Dlatego niemiecki przewoźnik zaczął wprowadzać program ostrych oszczędności.

W ostatni piątek wszyscy pracownicy niemieckiego przewoźnika dostali list od Franza, w którym ich szef informuje na czym będą polegały drastyczne cięcia, planowane na najbliższe 2 lata, które mają przynieść 1,5 mld euro oszczędności. Program nazywa się „Score" (trafić). Dzięki niemu linia chce „trafić" znacznie więcej, niż 876 mln euro zysku operacyjnego, jaki udało się jej wypracować w 2011 roku. Tym bardziej, że ten rok będzie znacznie trudniejszy, a sytuacja na najtrudniejszym europejskim rynku pogarsza się z każdym dniem. Przy tym w ciągu najbliższych 7 lat Niemcy odbiorą 160 nowych samolotów, których wartość według cen katalogowych wynosi 16 mld euro, a nawet po wszystkich zniżkach nie będzie to mniej, niż 10 mld euro. Do tego jeszcze dochodzą projekty infrastrukturalne, jak chociażby terminal do cargo, czy drugie centrum techniczne do obsługi A380 na lotnisku we Frankfurcie. Pracownicy Lufthansy nie ukrywają, że bardzo obawiają się pomysły Franza i „Score" tłumaczą na „ zburzyć i odbudować". Franz jest jednak przekonany, że ma rację.— Nasz wiatr w ogon dawno się skończył — mówił w piątek pracownikom.
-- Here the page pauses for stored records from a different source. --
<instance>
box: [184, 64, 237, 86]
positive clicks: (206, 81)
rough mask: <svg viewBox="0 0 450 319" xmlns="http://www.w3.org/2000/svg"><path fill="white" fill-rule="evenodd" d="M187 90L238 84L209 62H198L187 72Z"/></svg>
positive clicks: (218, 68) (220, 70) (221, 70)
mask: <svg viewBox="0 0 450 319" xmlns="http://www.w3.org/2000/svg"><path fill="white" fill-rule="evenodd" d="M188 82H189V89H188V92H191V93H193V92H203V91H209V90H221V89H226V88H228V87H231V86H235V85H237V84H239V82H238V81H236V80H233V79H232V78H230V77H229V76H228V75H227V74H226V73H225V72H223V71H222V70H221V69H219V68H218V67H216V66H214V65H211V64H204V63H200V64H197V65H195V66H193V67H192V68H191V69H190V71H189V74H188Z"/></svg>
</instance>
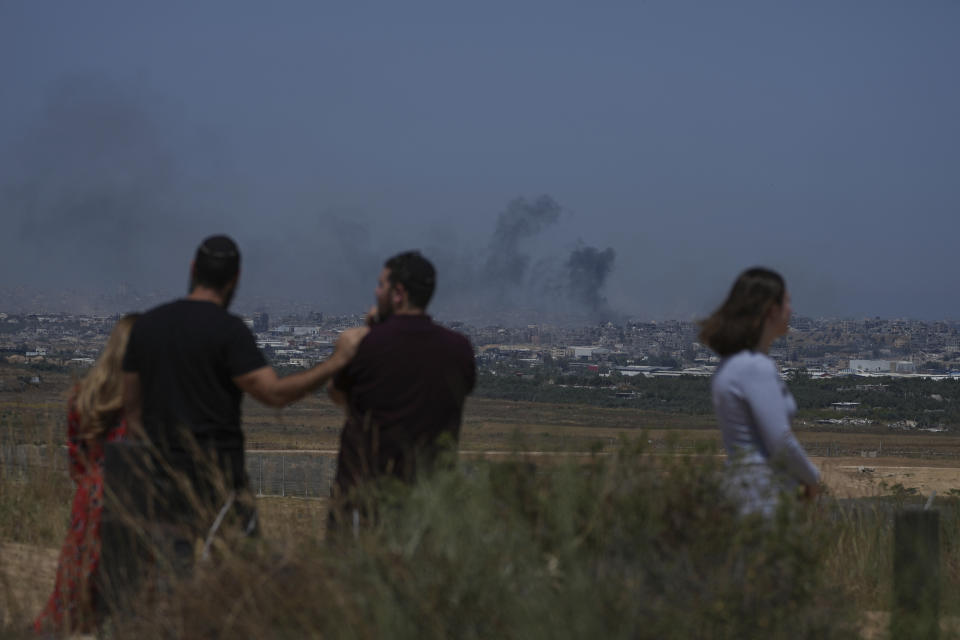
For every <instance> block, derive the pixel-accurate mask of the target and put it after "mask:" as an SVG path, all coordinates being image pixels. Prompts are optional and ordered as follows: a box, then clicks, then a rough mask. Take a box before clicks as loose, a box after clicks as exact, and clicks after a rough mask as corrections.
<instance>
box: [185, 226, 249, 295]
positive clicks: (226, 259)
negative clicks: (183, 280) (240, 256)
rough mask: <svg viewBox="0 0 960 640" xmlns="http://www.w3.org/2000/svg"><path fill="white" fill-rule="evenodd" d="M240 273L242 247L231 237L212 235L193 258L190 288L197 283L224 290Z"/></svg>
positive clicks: (203, 243) (199, 248) (197, 251)
mask: <svg viewBox="0 0 960 640" xmlns="http://www.w3.org/2000/svg"><path fill="white" fill-rule="evenodd" d="M238 273H240V249H238V248H237V243H235V242H234V241H233V240H232V239H231V238H229V237H228V236H224V235H217V236H210V237H209V238H207V239H206V240H204V241H203V242H202V243H201V244H200V246H199V247H197V253H196V255H195V256H194V259H193V274H192V280H191V286H190V288H191V289H193V288H195V287H196V286H197V285H200V286H203V287H207V288H209V289H214V290H217V291H220V290H222V289H223V288H224V287H226V286H227V285H228V284H230V282H231V281H232V280H233V279H234V278H236V277H237V274H238Z"/></svg>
Przez ostatnie lata Lufthansa „połykała" kolejnych przewoźników - szwajcarskiego Swissa, austriackie Austrian Airlines, belgijskie Brussels Airlines, niemieckie Germanwings. Poprzedni prezes, Wolfgang Mayhuber miał ochotę na polski Lot i włoską Alitalię, ale się mu nie udało w przypadku linii włoskiej, zaś w przypadku Lotu Niemcom zabrakło cierpliwości i polecieli w inną stronę. Teraz Lufthansa szykuje się do wielkiego skoku, bo konkurencja ze strony przewoźników z Bliskiego Wschodu, oraz linii niskokosztowych jest coraz większa i nie da się już powstrzymać ich rozwoju ograniczeniem dostępu na lotniska, czy lepszym serwisem w sytuacji, kiedy trzeba utrzymywać niskie ceny.
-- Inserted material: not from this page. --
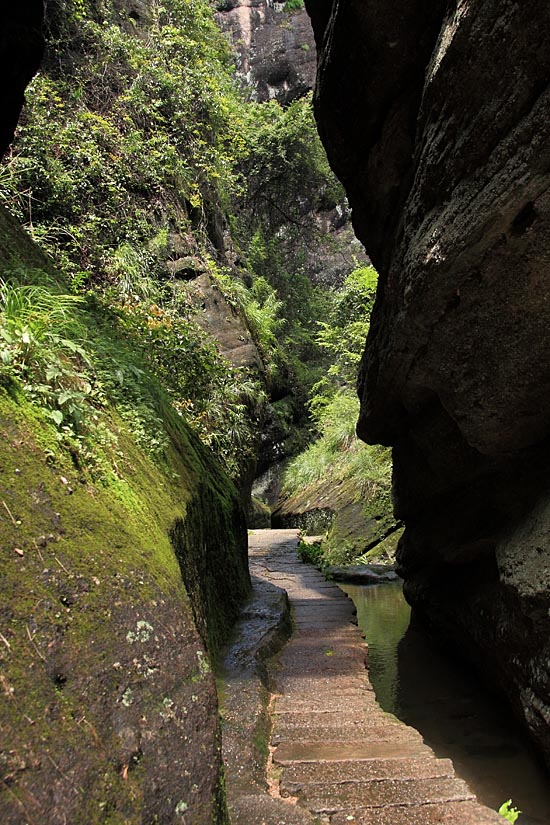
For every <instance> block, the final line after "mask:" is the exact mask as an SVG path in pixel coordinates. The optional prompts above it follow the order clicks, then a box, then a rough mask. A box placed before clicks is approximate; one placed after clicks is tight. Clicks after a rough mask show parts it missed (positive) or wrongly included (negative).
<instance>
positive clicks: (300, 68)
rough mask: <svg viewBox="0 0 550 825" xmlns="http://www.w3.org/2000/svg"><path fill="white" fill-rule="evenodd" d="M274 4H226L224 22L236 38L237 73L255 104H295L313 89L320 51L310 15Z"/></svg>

Teraz Niemców czeka wielka próba - jak przekonać 120 tysięcy pracowników na całym świecie, że przyszły chude czasy. Pomysł Franza polega między innymi na ograniczeniu zatrudnienia, uproszczeniu procedur administracyjnych, bliższej integracji przewoźników. Na początek ma dojść do integracji w informatyce i zakupach, ale jego plany idą znacznie dalej i tutaj napotyka na silny opór swoich współpracowników. Przy tym, jak sam jeszcze niedawno był prezesem Swissa lubił podkreślać, że szwajcarska linia  nie zmieni swojego narodowego charakteru, podobnie było, kiedy półtora roku temu  Lufthansa kupowała Austriana. W przypadku Swissa zresztą nikt nie ma wątpliwości, że właśnie ta odrębność umożliwiła Szwajcarom odniesienie handlowego sukcesu. Nie brak i analityków z rynku lotniczego,którzy wprawdzie zgadzają się, że integracja generalnie jest dobrym pomysłem, to niekoniecznie wśród linii lotniczych a doprowadzanie do niej na siłę może przynieść wręcz odwrotne skutki.

Ostry kurs na oszczędności wprowadził także skandynawski SAS. Program nowego prezesa linii, Rickarda Gustaffsona w ramach programu 4Excellence i po zwolnieniu 300 pracowników administracyjnych zakłada 149 mln dol. oszczędności tylko z tytułu zmniejszenia zatrudnienia. W ciągu 2 najbliższych lat cięcia wyniosą 754 mln dol. W 2011 roku SAS miał straty w wysokości 250 mln dol.